How NIST fumbled management of the National Vulnerability Database
A US federal watchdog has outlined how the National Institute of Standards and Technology (NIST) failed to effectively manage the growing backlog of unprocessed cybersecurity vulnerabilities in the National Vulnerability Database (NVD).

How the NVD crisis unfolded
The NVD was established in 2005 and serves as a central repository for cybersecurity vulnerability data.
When security researchers or software vendors discover a flaw in a piece of software or hardware, they submit a report through the Common Vulnerabilities and Exposures program. NIST then takes that raw submission and “enriches” it with additional analysis, including severity scores and information about which specific product versions are affected.
The enriched data is what makes the NVD useful, because cybersecurity teams rely on it to automate their defenses, prioritize which vulnerabilities to fix first, and comply with federal requirements.
The current NVD crisis traces back to February 2024, when NIST’s enrichment support contract lapsed. (The NVD analysts who perform enrichment are contractors.)
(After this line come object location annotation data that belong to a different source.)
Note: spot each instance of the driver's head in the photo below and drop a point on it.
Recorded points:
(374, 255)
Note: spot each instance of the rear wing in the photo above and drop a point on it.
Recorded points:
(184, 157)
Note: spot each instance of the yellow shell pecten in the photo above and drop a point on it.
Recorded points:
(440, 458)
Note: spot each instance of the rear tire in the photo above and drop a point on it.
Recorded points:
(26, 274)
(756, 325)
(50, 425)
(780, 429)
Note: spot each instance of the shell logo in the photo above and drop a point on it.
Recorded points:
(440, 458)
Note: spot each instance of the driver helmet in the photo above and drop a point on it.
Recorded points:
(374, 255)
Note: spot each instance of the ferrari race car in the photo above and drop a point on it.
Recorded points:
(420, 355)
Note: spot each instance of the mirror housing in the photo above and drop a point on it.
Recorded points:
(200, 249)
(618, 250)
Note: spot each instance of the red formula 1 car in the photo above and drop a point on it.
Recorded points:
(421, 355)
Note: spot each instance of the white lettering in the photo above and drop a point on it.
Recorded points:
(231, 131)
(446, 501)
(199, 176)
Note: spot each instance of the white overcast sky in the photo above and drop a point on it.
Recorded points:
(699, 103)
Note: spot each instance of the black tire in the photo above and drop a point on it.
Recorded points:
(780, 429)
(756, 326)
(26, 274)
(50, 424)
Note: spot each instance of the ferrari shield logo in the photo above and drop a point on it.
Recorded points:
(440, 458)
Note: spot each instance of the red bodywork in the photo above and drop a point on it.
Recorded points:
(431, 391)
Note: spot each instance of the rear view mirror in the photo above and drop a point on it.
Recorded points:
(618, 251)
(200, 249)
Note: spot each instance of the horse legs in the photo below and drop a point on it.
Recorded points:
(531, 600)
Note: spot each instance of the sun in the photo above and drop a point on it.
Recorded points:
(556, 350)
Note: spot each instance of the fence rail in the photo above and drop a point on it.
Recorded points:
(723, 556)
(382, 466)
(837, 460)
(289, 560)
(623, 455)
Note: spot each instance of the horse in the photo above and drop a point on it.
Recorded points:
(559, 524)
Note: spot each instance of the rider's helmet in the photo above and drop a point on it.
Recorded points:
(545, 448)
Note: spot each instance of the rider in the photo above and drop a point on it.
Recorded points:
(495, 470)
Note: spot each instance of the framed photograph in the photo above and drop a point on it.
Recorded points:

According to the findings by the US Department of Commerce Office of Inspector General (OIG), NIST had two years’ notice that it needed a new contractor but still failed to have a replacement ready in time, leaving the NVD program without adequate staffing until late November 2024.
The situation was made worse due to the Cybersecurity and Infrastructure Security Agency (CISA) not renewing financial support for the program in 2024, and the division overseeing the NVD being slow to request replacement funds from within NIST, the report says.
By the time a new contract was in place and a public commitment had been made to clear the backlog by September 2024, the number of unprocessed vulnerabilities stood at around 13,000. By the end of 2025, the backlog had grown to more than 27,000 vulnerabilities.
“We project that in 2026 the yearly total of reported vulnerabilities will surpass 60,000. This represents a nearly tenfold increase from a decade ago, further challenging NIST’s ability to resolve the backlog,” the OIG noted.
The OIG’s verdict and recommendations
The OIG identified four main problems in how NIST has handled the situation:
- NIST did not have a strategic plan for the NVD (and has confirmed that to the investigators)
- NIST’s enrichment process was found to be inefficient: Two tasks made up most of the enrichment workload, and one of them (calculating severity scores) was largely unnecessary, since nearly 80 percent of vulnerability submissions already included a score from the submitting party, and CISA had also been providing scores independently.
- NIST and CISA are operating two overlapping vulnerability enrichment programs with little coordination between them. CISA launched Vulnrichment in May 2024, but both agencies used the same government contractor and, in many cases, completed the same enrichment tasks on the same vulnerabilities.
- NIST’s communication with NVD stakeholders is poor, and its official communications are lagging.
The OIG concluded that without significant changes to how the program is run, the NVD will not be able to fulfill its mission and public trust in the database will continue to erode.
To turn the ship around, the OIG advised NIST to create a strategic plan, establish a backlog management plan with clear milestones, reduce duplicative severity scoring, coordinate with CISA to eliminate overlapping work, improve the process for external parties to contribute to the database, and develope a proper stakeholder communication strategy.
NIST now has until July 25, 2026, to submit a formal action plan and start implementing the recommendations.
A month before the report was released, NIST announced that it would institute a new approach for populating and enriching the NVD: it would continue to add CVEs into it, but prioritize “enrichment” of only the most critical CVE-numbered security vulnerabilities (i.e., those added to CISA’s Known Exploited Vulnerabilities catalog, those affecting software used within the US federal government, and those affecting critical software).
It also said it would stop routinely calculating its own severity scores and instead rely on those provided by CVE Numbering Authorities.